Paul Graham - «Billionaires Build»: some citations

paulgraham.com/ace.html

What YC looks for, above all, is founders who understand some group of users and can make what they want.

A big company can to some extent force unsuitable products on unwilling customers, but a startup doesn't have the power to do that.

In a market economy, it's hard to make something people want that they don't already have.

If it were certain that the need existed and that you could satisfy it, that certainty would be reflected in large and rapidly growing revenues, and you wouldn't be seeking seed funding.

The YC partners have to guess both whether you've discovered a real need, and whether you'll be able to satisfy it.

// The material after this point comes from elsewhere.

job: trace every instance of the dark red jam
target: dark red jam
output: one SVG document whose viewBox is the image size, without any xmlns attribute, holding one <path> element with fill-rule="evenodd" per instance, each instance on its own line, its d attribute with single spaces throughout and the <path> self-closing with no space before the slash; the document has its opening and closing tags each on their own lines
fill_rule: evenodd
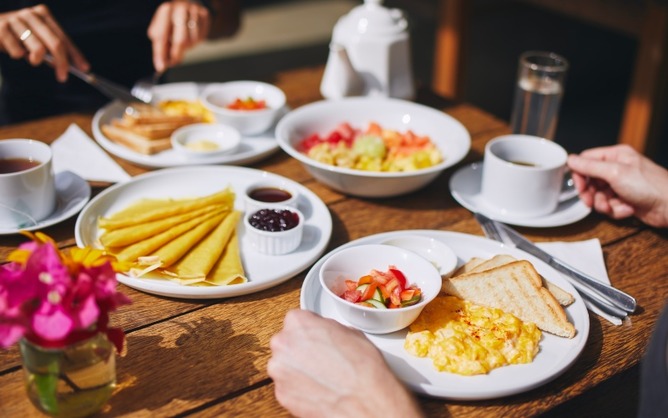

The first thing the partners will try to figure out, usually, is whether what you're making will ever be something a lot of people want.
It doesn't have to be something a lot of people want now.
The product and the market will both evolve, and will influence each other's evolution.
But in the end there has to be something with a huge market.
That's what the partners will be trying to figure out: is there a path to a huge market?

Sometimes it's obvious there will be a huge market.
If Boom manages to ship an airliner at all, international airlines will have to buy it.

But usually it's not obvious. Usually the path to a huge market is by growing a small market.

The ideal combination is the group of founders who are "living in the future" in the sense of being at the leading edge of some kind of change, and who are building something they themselves want.

The crucial feature of the initial market is that it exist.
There have to be some people who want what you're building right now, and want it so urgently that they're willing to use it, bugs and all, even though you're a small company they've never heard of.

So this is one thing the YC partners will almost certainly dig into during your interview.
Who are your first users going to be, and how do you know they want this?
If I had to decide whether to fund startups based on a single question, it would be "How do you know people want this?"

The most convincing answer is "Because we and our friends want it."
It's even better when this is followed by the news that you've already built a prototype, and even though it's very crude, your friends are using it, and it's spreading by word of mouth.

The best thing you can do in a YC interview is to teach the partners about your users.

Competitors are rarely what kills startups.

The partners don't expect your idea to be perfect. This is seed investing. At this stage, all they can expect are promising hypotheses.

If the partners are sufficiently convinced that there's a path to a big market, the next question is whether you'll be able to find it.
That in turn depends on three things: the general qualities of the founders, their specific expertise in this domain, and the relationship between them.

What keeps them working is the same thing that keeps anyone else working when they could stop if they wanted to: that there's nothing else they'd rather do.
That, not exploiting people, is the defining quality of people who become billionaires from starting companies.

People's motives for starting startups are usually mixed.
They're usually doing it from some combination of the desire to make money, the desire to seem cool, genuine interest in the problem, and unwillingness to work for someone else.
The last two are more powerful motivators than the first two.

The founders who are doing it for the money will take the first sufficiently large acquisition offer, and the ones who are doing it to seem cool will rapidly discover that there are much less painful ways of seeming cool.

This exploitative type of founder is not going to succeed on a large scale, and in fact probably won't even succeed on a small one, because they're always going to be taking shortcuts.

The most reliable way to become a billionaire is to start a company that grows fast, and the way to grow fast is to make what users want.